The EUR's behavior these last two months,  has not been for the faint of heart, as the pair has been moving back and forth in an almost 700 pips range, with wide intraday ranges and spikes of extreme volatility. The faith on the pair rests in two troubled legs, a US FED's rate hike, and the possibility of a Grexit.

When it comes to the first, the tepid growth of the US during the Q1 have affected investor's hopes of a strong economic policy tightening for this 2015, although an uptick in inflation in May, and a shockingly positive US Nonfarm Payroll report, have lifted back at least part of those hopes. And while the FED's upcoming move has gathered most of the market attention since the year started, such attention has turned now to Europe, and a probable Greek debt default.


Grexit

The word "Grexit" appeared some years ago, when the country, along with other minor European economies, suffered severe economic woes, and needed to implement several economic reforms -also called, austerity measures- in order to get economic help, or bailouts, from the EU, the IMF and the ECB, better known as the Troika. And whilst most of those economies have been suffering, but improving, Greece has been always in the spotlight, always in the verge of a default, always ready to leave the Union. 

This story is pretty boring, since it has been making the rounds for at least three years. But something changed in between: 4 months ago, a well known anti-austerity party, Syriza, won the elections, and  took several steps to revert those austerity measures implemented a few years ago. In the meantime ,the bailout agreement ended, and the most the creditors could do, was extend the bailout until the end of June. With those new measures, Prime Minister Alexis Tsipras has broke the terms of the bailout, and these past four months, have been all about re-negotiating the conditions of the agreement.  Spikes of optimism over a fresh deal, were short lived, with enough jawboning and headlines to fill a book.

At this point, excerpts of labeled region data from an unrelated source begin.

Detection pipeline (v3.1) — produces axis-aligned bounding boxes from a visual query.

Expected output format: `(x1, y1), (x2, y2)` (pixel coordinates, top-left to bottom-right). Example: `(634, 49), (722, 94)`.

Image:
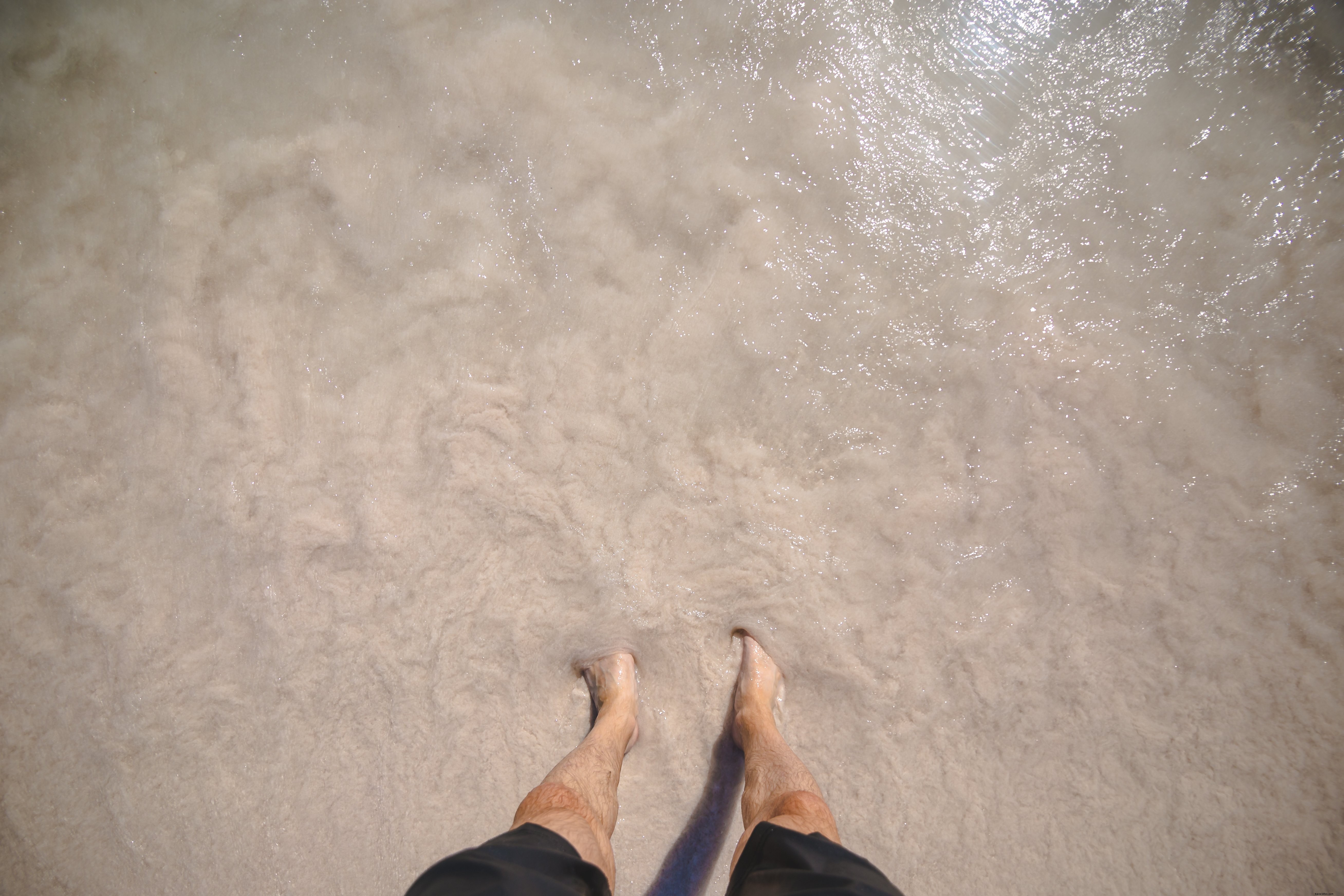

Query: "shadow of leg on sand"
(645, 703), (743, 896)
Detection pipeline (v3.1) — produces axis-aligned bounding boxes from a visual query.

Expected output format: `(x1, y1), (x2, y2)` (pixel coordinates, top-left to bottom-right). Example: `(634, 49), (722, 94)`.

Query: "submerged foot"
(733, 631), (784, 747)
(583, 653), (640, 752)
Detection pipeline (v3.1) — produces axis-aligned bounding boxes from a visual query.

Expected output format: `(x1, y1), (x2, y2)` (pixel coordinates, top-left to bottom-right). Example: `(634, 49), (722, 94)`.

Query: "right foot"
(733, 631), (784, 747)
(583, 653), (640, 752)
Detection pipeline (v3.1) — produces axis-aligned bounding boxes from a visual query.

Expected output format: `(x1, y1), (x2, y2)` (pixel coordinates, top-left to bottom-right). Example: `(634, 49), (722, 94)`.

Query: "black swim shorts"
(406, 822), (901, 896)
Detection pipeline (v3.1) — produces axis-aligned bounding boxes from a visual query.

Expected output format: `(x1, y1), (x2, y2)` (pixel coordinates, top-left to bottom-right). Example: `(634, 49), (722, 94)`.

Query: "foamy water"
(0, 0), (1344, 896)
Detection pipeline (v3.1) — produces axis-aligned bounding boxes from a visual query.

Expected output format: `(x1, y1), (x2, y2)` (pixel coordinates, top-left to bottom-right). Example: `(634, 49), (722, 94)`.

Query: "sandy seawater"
(0, 0), (1344, 896)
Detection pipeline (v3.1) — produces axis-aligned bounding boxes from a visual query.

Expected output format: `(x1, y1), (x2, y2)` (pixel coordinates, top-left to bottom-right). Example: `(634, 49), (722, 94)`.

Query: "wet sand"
(0, 0), (1344, 896)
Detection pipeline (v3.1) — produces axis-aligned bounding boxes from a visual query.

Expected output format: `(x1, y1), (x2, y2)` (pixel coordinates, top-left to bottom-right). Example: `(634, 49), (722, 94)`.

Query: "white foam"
(0, 0), (1344, 893)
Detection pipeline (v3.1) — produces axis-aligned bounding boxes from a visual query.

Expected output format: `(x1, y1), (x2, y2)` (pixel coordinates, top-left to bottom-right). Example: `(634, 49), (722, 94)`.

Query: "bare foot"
(733, 631), (784, 747)
(583, 653), (640, 752)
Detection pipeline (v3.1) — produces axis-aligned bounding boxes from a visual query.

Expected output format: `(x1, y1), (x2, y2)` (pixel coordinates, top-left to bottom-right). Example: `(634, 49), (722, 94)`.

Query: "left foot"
(583, 653), (640, 752)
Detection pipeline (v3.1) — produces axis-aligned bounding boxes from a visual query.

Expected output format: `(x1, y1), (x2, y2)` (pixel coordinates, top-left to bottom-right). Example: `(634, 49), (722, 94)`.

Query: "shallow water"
(0, 0), (1344, 896)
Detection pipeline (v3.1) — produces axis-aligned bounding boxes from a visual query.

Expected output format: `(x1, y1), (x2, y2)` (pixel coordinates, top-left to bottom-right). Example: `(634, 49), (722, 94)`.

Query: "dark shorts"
(406, 822), (901, 896)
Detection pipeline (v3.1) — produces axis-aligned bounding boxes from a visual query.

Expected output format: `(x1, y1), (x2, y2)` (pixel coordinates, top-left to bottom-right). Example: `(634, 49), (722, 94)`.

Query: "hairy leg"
(513, 653), (640, 891)
(733, 633), (840, 868)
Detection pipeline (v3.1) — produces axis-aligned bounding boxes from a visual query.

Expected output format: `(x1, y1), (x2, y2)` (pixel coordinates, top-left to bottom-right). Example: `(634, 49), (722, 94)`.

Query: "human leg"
(733, 633), (840, 868)
(511, 653), (640, 889)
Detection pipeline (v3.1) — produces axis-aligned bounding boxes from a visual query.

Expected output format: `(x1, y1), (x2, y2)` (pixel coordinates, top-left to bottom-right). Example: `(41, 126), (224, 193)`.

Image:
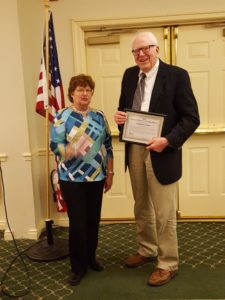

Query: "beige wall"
(0, 0), (224, 238)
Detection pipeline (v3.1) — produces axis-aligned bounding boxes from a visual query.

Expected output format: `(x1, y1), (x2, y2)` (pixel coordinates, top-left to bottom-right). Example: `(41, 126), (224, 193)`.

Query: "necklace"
(71, 105), (90, 116)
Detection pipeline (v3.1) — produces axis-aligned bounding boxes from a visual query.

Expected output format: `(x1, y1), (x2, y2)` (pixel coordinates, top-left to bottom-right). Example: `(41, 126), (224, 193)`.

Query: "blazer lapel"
(149, 60), (166, 112)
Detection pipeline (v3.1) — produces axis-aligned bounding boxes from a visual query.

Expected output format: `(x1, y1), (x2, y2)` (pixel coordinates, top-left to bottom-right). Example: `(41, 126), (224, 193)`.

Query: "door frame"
(71, 12), (225, 74)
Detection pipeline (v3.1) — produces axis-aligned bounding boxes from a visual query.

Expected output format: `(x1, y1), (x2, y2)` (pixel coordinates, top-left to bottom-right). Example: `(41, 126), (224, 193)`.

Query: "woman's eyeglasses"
(132, 45), (156, 56)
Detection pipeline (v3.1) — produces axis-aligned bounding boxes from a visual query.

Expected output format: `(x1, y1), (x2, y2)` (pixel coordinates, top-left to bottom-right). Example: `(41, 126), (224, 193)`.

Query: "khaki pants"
(129, 144), (178, 270)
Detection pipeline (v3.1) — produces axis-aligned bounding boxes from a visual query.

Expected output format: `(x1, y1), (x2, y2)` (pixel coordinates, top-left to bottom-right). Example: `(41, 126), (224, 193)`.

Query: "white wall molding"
(72, 11), (225, 32)
(0, 153), (8, 162)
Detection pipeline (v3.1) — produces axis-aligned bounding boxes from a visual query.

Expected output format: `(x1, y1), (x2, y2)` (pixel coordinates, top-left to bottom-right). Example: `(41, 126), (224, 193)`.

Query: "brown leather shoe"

What changed, (yes! another!) is that Greece have already run out of money, and the IMF gave up on negotiating with the country.


The IMF

Greece was due to pay €300 million to the IMF on June 5th, the first out of a total amount due to the organism this month of  €1.6 billion. A day before, Greece announced a deal was almost done, and that they will delay the all of the maturities to the end of June. That was not that bad, until this Wednesday, when the IMF negotiating team left Brussels announcing they are still at square one on a debt deal. Gerry Rice, spokesman of the IMF said: "“The ball is very much in Greece’s court,” and that  “there are major differences between us in most key areas." All hell broke loose after that, and here we are, speculating again on the possibility of a Grexit. Is it possible? For many months, I believed that the EU and the ECB would do almost anything to keep the country in the region, to avoid the domino effect and the loss of confidence in the Union.  But that picture did not included the stubbornness of the current government, who is not willing to give up an inch and seems more willing to lose it all, than to reach a deal. Success depends largely on Tsipras making concessions. And he is not willing to make one. 


Angela Merkel

And if all the above was not enough, German Chancellor Angela Merkel, has chosen this Friday to down talk the EUR´s strength, by saying a strong currency is not helpful for the peripheral countries which have implemented economic reforms such as Spain and Portugal. Furthermore, the iron frau is said to be preparing  for  a Grexit, and to have put a team of economic experts and bankers to draw up an emergency plan to try to minimize the effects of a Greece default and exit from the EU, over the German economy. 

Both, Merkel and the French President Francois Hollande had spent countless hours speaking with Greek Prime Minister Alexis Tsipras, but seems that at this point, everyone is done with the lack of action. Either Greece lower its demands next week, or it will be left alone to face its fate.

There may be some ones that think that if Greece leaves, it would be finally a relief for the EU, and in fact could be, in the long run. But the immediate effect will be chaotic for Europe, with bank runs and huge losses for the countries that lent Greece money. Worse, the world will likely give its back to Europe, financial and commercially, and the EUR/USD can sink even below parity. Still, the month have eighteen days' left. Eighteen days more, for good or bad, to put an end to  the Greek drama.